Berichtigung des Tenors: Unfallausgleich bei 60% Minderung der Erwerbsfähigkeit
KI-Zusammenfassung
Das Verwaltungsgericht berichtigt den Tenor seines Urteils wegen einer offensichtlichen Unrichtigkeit nach §118 Abs.1 VwGO. Es verpflichtet das beklagte Land, dem Kläger einen Unfallausgleich bei 60% Minderung der Erwerbsfähigkeit in konkret angegebenen Raten zu gewähren; im Übrigen wird die Klage abgewiesen. Die Berichtigung erfolgte nach Anhörung der Beteiligten, da der ursprüngliche Tenor nicht mit den Feststellungen im Urteil übereinstimmte.
Ausgang: Klage teilweise stattgegeben: Unfallausgleich bei 60% Minderung der Erwerbsfähigkeit zugesprochen, im Übrigen abgewiesen; Tenor gemäß §118 VwGO berichtigt.
Abstrakte Rechtssätze
Eine Berichtigung des Tenors ist nach §118 Abs.1 VwGO zulässig, wenn der Tenor eine offensichtliche Unrichtigkeit enthält.

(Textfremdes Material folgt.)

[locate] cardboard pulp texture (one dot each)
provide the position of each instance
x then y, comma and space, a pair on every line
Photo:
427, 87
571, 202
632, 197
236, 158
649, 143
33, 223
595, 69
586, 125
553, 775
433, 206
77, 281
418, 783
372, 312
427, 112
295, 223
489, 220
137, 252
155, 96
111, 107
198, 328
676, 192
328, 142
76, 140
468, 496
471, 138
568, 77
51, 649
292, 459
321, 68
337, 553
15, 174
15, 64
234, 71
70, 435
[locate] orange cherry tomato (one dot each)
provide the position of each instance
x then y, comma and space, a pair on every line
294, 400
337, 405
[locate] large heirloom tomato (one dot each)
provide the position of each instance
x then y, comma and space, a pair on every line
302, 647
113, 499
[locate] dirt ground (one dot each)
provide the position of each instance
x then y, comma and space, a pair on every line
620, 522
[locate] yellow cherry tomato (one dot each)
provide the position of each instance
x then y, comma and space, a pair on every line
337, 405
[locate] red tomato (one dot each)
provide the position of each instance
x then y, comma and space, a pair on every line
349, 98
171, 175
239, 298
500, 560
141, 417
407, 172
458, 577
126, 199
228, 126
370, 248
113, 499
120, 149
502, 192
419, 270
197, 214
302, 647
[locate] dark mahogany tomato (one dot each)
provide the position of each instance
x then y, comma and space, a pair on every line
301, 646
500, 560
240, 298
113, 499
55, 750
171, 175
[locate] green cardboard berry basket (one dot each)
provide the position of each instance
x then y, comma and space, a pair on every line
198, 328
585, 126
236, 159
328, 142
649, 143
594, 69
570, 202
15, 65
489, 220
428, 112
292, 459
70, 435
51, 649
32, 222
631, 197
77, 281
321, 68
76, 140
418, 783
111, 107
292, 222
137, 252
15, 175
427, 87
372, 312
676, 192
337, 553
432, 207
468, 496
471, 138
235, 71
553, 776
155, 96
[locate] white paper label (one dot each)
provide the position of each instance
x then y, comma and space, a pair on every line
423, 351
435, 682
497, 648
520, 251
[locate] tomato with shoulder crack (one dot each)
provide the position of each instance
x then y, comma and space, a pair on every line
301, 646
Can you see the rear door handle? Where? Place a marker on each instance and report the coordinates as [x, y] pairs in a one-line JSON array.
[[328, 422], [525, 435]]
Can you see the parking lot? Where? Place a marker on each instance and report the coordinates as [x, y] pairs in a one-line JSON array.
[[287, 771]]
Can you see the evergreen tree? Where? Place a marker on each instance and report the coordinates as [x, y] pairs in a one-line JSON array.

Der Tenor muss mit der Begründung und den im Urteil getroffenen Feststellungen übereinstimmen; weichen Zahlen oder Rechtsfolgen erkennbar ab, ist eine Korrektur geboten.
Eine offensichtliche Unrichtigkeit liegt vor, wenn aus dem Urteilssachverhalt klar hervorgeht, dass der im Tenor genannte formelle oder materielle Inhalt nicht den in der Urteilsbegründung getroffenen Feststellungen entspricht.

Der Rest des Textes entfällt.